Onward with "string beans" .. those long green poles that are tucked away in casseroles or boiled in a stock pot full of pork bits and butter. Often leaving little yellow puddles of grease along the way. Certainly I prefer them in this manner; with the grease puddles that is.
Be that as it may, I realize that for some of those living outside of the southern-fried world that I grew up in, grease is the devil. For a southerner, the devil looks more like a jar of miracle whip, however that is a conversation for later.
My Aunt Mabel would cut a major side eye at this recipe and ask me where the hell is the pork fat that should be simmering in these greens... that would be after my grandma asked why the hell I didn't "snap'em". Once the beans were prepped, they spent hours stewing in large pots. Which produced melt in your mouth greens of glory; with odd coloring. I can recall countless times, sitting on a stool snapping the ends off of green beans. So much so that it wasn't until college at this little diner, complete with checked table clothes and crackled seat spinning counter stools, that I had a run in with a different type of green bean. In an effort to ease my pangs of homesickness and longing for greasy chicken and whipped up mashed potatoes, I ordered the "country special".

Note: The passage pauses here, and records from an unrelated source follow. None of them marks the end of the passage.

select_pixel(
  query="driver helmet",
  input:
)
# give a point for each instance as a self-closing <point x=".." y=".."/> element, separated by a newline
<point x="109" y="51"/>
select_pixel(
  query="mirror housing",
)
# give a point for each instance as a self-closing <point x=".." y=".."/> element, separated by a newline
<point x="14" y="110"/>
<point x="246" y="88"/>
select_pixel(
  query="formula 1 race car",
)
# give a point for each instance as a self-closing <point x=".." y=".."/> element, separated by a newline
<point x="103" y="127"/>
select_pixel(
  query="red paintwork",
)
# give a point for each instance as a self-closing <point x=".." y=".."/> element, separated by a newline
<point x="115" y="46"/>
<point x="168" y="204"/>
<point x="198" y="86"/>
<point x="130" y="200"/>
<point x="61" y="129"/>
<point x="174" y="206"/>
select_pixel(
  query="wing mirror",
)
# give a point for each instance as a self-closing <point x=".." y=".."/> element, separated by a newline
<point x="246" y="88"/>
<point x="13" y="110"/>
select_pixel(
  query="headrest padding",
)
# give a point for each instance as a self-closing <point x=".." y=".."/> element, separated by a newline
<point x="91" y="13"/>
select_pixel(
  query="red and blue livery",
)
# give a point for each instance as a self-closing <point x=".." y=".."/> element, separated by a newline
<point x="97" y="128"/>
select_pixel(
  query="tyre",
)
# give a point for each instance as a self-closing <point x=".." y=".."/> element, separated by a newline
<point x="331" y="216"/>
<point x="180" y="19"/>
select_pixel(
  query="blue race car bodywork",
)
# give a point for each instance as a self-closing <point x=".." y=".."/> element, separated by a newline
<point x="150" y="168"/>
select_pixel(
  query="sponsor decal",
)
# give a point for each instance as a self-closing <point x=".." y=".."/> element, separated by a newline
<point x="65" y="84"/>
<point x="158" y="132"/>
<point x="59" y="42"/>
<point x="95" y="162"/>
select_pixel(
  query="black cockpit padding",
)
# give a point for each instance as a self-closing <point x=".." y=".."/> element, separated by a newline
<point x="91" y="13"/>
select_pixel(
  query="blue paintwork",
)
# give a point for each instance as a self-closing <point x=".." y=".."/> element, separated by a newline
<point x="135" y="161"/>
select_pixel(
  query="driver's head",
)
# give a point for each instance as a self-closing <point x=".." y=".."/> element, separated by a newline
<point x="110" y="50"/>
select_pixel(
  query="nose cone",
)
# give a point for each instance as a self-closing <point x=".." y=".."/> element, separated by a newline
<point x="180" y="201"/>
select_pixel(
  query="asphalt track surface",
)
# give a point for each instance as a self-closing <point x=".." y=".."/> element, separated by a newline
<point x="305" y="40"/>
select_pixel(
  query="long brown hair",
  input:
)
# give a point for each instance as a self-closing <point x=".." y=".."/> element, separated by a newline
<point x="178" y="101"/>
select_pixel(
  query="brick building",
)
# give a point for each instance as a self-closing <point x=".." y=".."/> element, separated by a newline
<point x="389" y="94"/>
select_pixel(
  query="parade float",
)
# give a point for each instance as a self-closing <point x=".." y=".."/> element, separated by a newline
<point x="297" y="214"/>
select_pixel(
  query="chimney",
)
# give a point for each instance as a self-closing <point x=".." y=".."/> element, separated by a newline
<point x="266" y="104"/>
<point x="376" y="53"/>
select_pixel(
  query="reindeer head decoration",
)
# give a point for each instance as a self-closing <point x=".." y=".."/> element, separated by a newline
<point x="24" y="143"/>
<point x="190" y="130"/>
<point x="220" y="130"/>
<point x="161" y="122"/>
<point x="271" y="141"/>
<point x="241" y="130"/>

Quickly, I found solace in a plate of crispy golden friend chicken, cloudlike potatoes with a well of peppered gravy and string beans so vibrant in color I thought they may have been plastic. Not to mention they were crunchy and came with the ends that granny used to so forcefully snap off. Did I say they were damn good, that bares repeating. So good that when the waitress brought me a second helping, I timidly asked for the recipe, then found myself spellbound by a long conversation about her cousins famous pole beans and sea island red peas. Which made me completely unaware of the fact she never gave me what I'd asked for, the simple process of how one would recreate those greens. Still, it was here that I returned whenever that sense of home was missing, I could always find it somewhere on the menu. A plate of candied yams, pork chops smothered in gravy and string beans nestled together with onions and red hot peppers. As well as Ms. Kathy, the waitress originally from Greenwood South Carolina, who at times, would give me a free slice of pie when no one was looking.